Fong asserts that it is possible, and necessary, to tie incentives to improved long-term outcomes and the high-value, whole-person centered care provided by primary care physicians.
Electronic Health Records
Electronic health records (EHR) in their current form do not align with the way primary care medicine works. These systems were built to optimize medical billing, not patient care.
Current EHRs don’t adequately support the complexity of patient-focused care. They need to be redesigned with a focus on collaborative care and patient-relationship-based medicine.
Removing the fee-for-service model being imposed on primary care by EHRs allows providers to ask open-ended questions and have conversations that result in patient-based clinical decision making and better, less costly patient outcomes.
Primary care is de-emphasized in American medical education.

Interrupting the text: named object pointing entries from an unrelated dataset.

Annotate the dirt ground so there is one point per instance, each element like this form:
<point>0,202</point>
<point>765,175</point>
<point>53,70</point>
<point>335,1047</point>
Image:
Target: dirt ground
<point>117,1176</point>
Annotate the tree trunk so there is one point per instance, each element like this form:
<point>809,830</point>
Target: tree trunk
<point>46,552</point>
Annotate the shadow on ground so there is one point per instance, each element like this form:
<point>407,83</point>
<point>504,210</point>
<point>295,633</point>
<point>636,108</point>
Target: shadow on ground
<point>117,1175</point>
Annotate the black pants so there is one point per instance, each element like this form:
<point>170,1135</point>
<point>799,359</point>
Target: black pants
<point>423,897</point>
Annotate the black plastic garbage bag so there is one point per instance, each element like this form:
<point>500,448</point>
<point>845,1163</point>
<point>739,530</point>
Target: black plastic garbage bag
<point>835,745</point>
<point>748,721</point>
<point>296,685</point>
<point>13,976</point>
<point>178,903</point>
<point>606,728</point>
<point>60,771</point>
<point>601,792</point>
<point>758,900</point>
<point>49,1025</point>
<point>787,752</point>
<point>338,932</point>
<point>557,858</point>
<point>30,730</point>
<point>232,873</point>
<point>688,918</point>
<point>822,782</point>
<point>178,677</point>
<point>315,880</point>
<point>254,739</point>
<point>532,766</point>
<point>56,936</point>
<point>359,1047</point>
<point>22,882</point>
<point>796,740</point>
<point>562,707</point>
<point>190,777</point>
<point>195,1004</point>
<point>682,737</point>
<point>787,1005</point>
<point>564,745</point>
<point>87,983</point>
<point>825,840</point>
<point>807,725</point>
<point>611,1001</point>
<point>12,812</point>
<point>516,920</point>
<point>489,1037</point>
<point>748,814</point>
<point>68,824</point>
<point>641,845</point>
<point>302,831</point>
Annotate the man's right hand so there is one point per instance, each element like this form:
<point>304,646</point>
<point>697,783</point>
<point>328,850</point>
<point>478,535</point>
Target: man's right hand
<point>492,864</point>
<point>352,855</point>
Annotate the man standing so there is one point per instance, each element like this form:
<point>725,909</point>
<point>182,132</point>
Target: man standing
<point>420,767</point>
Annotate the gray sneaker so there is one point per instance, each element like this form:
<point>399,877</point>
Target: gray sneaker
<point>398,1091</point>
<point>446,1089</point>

Most students complete their training in large hospitals with little exposure to primary care.
Students are also exposed to the bias built into billing-focused hospital EHR systems. Glamorized, high-paying subspecialties are the emphasis of most students’ education. Primary care is portrayed as a lesser option, with poor conditions and low pay. Many students who might otherwise choose primary care are steered away before they ever try it.
Fong notes that a focus on primary care is well-recognized as a way to improve the U.S. health care system. Despite that recognition, payers and systems are still forcing primary care into boxes that simply do not fit.
She promotes reinventing the way we measure success in primary care. She suggests starting by acknowledging the unique benefits of primary care, from reduced cost to improved patient outcomes and satisfaction. Then, she contends, we rebuild the system around the fundamental notion that primary care is a public good.